第65回毎日映コンの「海炭市叙景」(2010年)に続き、同じ熊切和嘉監督作品で2回目の音楽賞を受賞する。多岐にわたる音楽活動で知られ、「ドライブ・マイ・カー」(濱口竜介監督)の音楽を担当した石橋英子との共同作業でも注目を集めるなど、ジャンルを超えた音楽活動を展開している。インタビューに応じてくれたのも東京・渋谷のライブハウスでの公演の前。「映画が若い時から大好き。毎日1、2本は見ている」と映画愛、それも日本映画への愛情にあふれた言葉を何度も口にした。外国語なまりだが流ちょうな日本語で一生懸命に喜びを語ってくれた。

【選考経過と講評】
■スタッフ部門 音楽賞 ジム・オルーク「658km、陽子の旅」全員が高評価


熊切監督と4作目で2度目の受賞

オルークは、「海炭市叙景」のほか「夏の終り」(13年)、「私の男」(14年)と熊切監督作品の音楽を担当した。楽曲は作品にフィットして、印象的かつ効果的に映画の世界を支えている。「今回は静かな映画なので、熊切監督は私に合うと思ってくれたのだろう」

通常、映画の音楽を依頼されると、脚本を読んでどんな楽器の音色がいいか考えるという。「一番大事なのはどんな音色がその映画(の脚本)に合うか。それはどんな楽器を使うかとも関係する。まずどんな音のトーンがいいか、キーになる音色は何かなどを考えてから楽器を決める」。しかし「映像を見てから意見が変わることもあるから、編集された映像が手元に届くまでは、大抵音楽は作らない」。


©「658km、陽子の旅」製作委員会

マリンバではなくギターで

この作品では、当初「マリンバを使おう」と考えていた。しかし、映像を見て「合わない」とすぐに判断。ほぼ同時に、熊切監督から「ギターでお願いします、と言われた」と笑いながら話した。オルーク自身は「映画音楽を作る時はあまりギターを使いたくない」という気持ちもあったが、これまでも熊切監督の依頼は「よくギターといってくる。今回もエンドロール以外はギターだけを使った」と話した。

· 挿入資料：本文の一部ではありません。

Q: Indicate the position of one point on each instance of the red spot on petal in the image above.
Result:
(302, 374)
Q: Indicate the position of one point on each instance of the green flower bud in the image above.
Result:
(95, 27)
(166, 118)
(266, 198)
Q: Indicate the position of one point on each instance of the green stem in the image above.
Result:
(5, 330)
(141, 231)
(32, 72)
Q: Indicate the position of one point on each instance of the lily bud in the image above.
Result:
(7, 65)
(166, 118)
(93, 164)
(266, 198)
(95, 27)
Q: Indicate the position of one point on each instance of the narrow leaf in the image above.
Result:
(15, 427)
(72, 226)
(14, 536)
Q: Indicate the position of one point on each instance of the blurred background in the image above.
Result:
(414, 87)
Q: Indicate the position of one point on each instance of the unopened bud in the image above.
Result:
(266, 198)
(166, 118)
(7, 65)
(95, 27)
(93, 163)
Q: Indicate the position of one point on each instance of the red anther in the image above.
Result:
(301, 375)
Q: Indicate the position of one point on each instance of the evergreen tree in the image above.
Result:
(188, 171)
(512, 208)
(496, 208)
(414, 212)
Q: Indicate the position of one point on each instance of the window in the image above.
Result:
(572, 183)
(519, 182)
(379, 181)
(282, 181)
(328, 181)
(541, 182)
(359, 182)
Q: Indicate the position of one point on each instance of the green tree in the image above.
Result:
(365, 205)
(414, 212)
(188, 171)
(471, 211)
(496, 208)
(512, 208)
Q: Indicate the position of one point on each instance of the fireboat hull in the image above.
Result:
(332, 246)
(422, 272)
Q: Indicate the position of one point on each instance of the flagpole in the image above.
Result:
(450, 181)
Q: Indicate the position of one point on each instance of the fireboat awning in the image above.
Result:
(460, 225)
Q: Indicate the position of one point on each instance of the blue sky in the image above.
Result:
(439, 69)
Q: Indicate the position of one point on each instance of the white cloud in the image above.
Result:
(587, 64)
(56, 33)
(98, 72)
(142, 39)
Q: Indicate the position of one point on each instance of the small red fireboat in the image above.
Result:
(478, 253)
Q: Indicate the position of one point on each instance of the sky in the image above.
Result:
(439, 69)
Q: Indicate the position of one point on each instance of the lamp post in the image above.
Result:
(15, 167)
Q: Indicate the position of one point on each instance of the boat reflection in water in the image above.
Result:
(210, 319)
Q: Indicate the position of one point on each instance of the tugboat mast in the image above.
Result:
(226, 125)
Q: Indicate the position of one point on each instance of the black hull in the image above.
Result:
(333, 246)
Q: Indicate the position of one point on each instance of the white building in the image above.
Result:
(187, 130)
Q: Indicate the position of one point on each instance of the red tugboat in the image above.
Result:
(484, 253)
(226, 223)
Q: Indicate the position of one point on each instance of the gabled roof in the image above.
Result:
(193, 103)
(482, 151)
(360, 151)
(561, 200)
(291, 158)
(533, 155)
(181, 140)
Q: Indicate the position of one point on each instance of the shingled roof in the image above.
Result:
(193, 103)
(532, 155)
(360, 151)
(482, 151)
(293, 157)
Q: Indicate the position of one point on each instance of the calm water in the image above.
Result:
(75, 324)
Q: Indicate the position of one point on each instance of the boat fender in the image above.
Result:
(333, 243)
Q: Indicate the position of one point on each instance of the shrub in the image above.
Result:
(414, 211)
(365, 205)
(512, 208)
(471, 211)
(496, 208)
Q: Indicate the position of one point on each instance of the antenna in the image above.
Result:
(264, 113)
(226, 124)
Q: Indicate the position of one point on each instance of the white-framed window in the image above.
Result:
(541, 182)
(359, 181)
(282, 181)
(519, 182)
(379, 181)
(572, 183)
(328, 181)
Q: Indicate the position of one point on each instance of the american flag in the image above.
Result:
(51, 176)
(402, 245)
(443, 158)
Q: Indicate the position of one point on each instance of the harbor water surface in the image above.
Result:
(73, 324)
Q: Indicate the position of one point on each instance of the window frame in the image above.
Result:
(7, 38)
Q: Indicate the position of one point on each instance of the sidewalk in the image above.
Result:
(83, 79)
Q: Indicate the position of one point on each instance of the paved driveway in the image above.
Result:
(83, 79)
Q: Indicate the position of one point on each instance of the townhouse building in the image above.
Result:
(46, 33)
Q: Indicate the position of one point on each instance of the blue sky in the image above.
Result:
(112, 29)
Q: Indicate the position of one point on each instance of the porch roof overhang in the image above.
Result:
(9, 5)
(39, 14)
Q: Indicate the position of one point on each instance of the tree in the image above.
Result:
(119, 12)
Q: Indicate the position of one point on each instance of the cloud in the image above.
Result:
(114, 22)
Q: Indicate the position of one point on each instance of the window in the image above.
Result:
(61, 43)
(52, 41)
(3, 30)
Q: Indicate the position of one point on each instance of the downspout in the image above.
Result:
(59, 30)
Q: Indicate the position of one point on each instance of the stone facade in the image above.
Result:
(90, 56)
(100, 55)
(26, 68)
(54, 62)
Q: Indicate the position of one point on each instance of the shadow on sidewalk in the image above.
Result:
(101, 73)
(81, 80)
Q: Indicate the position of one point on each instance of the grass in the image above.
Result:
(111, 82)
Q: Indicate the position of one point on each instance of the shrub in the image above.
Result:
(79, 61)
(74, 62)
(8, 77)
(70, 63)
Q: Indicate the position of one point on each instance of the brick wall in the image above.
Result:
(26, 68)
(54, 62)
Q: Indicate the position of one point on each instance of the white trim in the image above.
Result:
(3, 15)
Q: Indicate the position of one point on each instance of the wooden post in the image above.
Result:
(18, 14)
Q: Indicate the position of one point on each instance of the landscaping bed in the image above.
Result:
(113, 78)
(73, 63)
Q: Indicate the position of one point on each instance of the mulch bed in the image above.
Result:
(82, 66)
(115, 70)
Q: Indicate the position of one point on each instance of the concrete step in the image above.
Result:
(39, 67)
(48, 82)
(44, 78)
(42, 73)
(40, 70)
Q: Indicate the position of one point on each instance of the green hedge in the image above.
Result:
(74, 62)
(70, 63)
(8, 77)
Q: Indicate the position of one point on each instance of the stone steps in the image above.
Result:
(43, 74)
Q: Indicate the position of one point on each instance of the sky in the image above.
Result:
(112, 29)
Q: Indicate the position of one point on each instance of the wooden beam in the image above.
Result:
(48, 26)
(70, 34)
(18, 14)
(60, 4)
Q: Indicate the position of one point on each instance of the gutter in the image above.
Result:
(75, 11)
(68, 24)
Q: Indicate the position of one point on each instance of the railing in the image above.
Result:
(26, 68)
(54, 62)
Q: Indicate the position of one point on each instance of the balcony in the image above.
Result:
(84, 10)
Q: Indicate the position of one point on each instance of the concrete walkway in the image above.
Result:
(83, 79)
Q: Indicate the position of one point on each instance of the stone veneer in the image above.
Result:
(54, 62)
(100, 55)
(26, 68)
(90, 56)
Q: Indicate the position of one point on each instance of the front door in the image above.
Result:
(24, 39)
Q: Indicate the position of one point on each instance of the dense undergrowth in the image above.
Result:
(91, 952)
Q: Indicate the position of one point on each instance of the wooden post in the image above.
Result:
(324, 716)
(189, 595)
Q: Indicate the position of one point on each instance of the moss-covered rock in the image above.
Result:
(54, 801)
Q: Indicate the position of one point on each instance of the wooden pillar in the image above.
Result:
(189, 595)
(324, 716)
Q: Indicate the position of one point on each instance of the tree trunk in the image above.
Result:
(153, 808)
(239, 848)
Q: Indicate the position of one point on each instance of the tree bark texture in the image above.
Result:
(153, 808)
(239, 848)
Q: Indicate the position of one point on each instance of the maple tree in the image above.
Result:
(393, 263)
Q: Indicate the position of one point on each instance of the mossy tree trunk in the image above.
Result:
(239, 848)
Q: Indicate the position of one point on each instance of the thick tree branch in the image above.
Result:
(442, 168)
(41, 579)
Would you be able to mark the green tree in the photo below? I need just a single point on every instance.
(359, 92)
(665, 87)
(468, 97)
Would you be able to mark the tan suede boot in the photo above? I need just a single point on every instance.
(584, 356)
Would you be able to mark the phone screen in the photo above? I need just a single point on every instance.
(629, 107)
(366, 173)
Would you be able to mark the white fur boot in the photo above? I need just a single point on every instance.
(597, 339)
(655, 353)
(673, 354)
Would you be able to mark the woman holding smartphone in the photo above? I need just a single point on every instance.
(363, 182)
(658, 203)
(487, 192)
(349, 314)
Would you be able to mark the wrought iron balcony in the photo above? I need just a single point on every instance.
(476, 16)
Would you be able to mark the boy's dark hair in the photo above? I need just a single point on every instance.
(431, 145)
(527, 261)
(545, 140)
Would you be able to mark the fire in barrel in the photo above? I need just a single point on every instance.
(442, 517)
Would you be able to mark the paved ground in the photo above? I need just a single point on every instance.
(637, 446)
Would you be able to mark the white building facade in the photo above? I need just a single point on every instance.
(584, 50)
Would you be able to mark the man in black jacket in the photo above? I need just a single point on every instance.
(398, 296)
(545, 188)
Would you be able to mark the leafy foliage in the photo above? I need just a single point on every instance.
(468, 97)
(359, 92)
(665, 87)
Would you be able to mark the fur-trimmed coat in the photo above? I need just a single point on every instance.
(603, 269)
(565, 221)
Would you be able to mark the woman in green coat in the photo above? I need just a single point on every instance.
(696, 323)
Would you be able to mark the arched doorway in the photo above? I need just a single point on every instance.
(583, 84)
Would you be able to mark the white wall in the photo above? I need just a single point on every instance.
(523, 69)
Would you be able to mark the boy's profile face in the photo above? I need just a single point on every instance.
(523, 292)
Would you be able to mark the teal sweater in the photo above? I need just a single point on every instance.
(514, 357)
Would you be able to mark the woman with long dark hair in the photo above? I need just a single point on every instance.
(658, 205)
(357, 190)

音楽の中身や感触など具体的なリクエストは熊切監督からあったのだろうか。「具体的なものはあまりなかったが、音楽を挿入するシーンの指示はあった。編集された映画を見て、これまでの作品でもそうだったように、どこに音楽を入れるか、考えはほぼ一致。特に今回は100%同じだった」と熊切監督の意向と重なった。音楽は終盤に向かうにつれて音色が重層的になっていく。「ミキシングの時に、エレキギターの音色を調整するミックスが大事だった」と話した。


陽子の心の痛みを感じた

映画は、フリーターとして日々をなんとなく過ごしてきた42歳の独身女性、陽子が主人公。夢への挑戦を反対され20年以上疎遠になっていた父の訃報を受け、いとこやその家族と東京から故郷の青森まで車で向かう。途中で置き去りにされヒッチハイクで故郷を目指す中で出会う人々との交流を描いた作品だ。音楽が入るのは4、5回。不安や孤独感など主人公の心が大きく揺れる映像の際に流れ、音楽自体も流れるたびに旋律が複雑になっていく。「メインのメロディーの上にハーモニーを録音して重ねている。陽子の感情の流れが重なっていくうちに重層的な音」を生み出していった。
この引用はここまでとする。